有名店を廻るうちに、焙煎に興味がでてきました。あぁ、いいなぁ〜・・・子供の頃から職人さんの手業に憧れていた僕は、自分の焙煎で、自分のイメージの味作りをしたら、どんなに楽しい人生だろうと思いはじめました。すぐに、手網焙煎をスタートしました。

僕のコーヒーの仕事は、淹れることから〜焙煎へむかってきたのです。そんななかで、抽出や焙煎の技術的な壁にぶつかり・・・コーヒーの魅力に迷い・・・暗闇の中をすすむしか無かったのです。そして、さかもとこーひーを自家焙煎店としてスタートしました。素材との格闘が深まります。何が最高なのか?見えてきませんでした。知り合った同業の方々には「あの時の○○コーヒーは凄かったよ」「あれは忘れられないね!」そのようなお話しはたくさんされました。僕は「そんな昔話しは、もういいから・・・今この目の前に最高のコーヒーをだしてくれよ!」そんな気持ちが渦巻いていました。同業の方々から聞こえてくるのは、いつも、今の素材の愚痴ばかりでした。つい数年前・・・4年5年前はそんな状況でした。国内に流通している色々な素材にチャレンジしても、霧ははれませんでした。

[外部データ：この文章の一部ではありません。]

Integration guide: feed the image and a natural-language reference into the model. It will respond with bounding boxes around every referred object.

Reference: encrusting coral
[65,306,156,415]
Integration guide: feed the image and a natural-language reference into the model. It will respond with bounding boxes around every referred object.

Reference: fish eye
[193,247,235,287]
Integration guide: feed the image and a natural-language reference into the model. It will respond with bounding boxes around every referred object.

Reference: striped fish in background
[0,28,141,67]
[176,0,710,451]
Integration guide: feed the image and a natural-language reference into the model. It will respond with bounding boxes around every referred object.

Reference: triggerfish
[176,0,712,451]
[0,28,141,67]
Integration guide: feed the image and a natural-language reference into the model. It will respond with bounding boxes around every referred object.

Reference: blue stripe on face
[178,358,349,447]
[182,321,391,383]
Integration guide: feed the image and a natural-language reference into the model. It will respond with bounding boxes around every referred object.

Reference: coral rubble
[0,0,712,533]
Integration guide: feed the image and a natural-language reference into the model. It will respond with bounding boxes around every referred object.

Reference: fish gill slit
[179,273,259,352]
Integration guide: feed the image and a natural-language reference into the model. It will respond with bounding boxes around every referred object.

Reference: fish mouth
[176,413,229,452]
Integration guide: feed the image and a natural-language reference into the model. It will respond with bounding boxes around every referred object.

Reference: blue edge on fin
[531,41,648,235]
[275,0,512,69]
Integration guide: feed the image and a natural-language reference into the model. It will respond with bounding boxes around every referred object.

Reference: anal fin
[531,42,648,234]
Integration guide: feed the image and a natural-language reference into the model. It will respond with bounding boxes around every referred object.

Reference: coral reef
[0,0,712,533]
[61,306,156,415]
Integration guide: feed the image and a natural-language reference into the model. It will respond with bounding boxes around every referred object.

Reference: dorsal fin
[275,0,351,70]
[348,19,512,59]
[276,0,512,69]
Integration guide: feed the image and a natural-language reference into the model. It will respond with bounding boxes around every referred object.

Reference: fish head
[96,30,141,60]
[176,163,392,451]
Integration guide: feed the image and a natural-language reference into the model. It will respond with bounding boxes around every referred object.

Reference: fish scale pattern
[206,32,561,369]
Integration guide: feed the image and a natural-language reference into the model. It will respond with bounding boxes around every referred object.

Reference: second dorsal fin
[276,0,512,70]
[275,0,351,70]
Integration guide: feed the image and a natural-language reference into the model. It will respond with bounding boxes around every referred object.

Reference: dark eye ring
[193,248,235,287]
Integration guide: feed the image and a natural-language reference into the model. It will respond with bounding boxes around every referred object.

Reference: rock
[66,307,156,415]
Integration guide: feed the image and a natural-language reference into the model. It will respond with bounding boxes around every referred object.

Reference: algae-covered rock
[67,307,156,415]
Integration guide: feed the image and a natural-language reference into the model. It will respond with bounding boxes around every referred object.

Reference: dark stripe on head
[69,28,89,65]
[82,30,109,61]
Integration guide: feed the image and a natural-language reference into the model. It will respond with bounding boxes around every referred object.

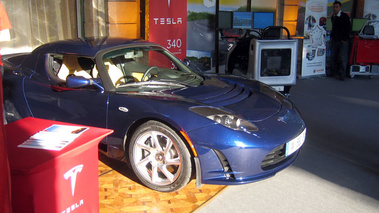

話しは飛びますが、そして・・・先週の7日(金)に、パプアニューギニアからお客様が見えたので、都合のついた仲間7人が都内のホテルでお会いしました。それは、2000年に鹿児島のヴォアラ珈琲井ノ上さんが、パプアニューギニアを訪れ・・・その時に、Kongo Coffee Limited のJerry Kapka 氏とお話しをして、

  • 小規模生産者との取り組み
  • 生産地の自然環境の維持・保全。植物生態系の保全
  • 生産者の社会問題解決

などを基本とした品質向上策を要請した経緯があったのです。そのような流れがあって、今回の来日に際して、我々仲間も一緒にお会いしました。Kongo Coffeeのカッパーの方もいらして、実際にカッピングをしながら、

  • 小規模生産者について
  • 精選の詳しい説明
  • 自然環境の保全や生産者の社会問題解決について

色々と熱のこもった話しが続きました。

昨年もブラジルサマンバイア農園のカンブライア氏やグアテマラの関係者の方とお会いして、産地の状況、生産者の方々の実状、品質向上の問題点・・・少しずつコミニケーションを取れるようになってきました。スペシャルティコーヒーのムーブメントが追い風になっています。《カップオブエクセレンス》が優秀な農園と高品質な生豆を必要としている我々を結びつけてくれています。4月にはボストンのSCAA大会が待っています。そして、今年こそは産地を訪れようと思います。『【僕の目の前にあるカップの、この魅力】をコーヒー大好きなあなたへお届けすること』この2003年のテーマが、コーヒー産地と一直線につながることを目指しています。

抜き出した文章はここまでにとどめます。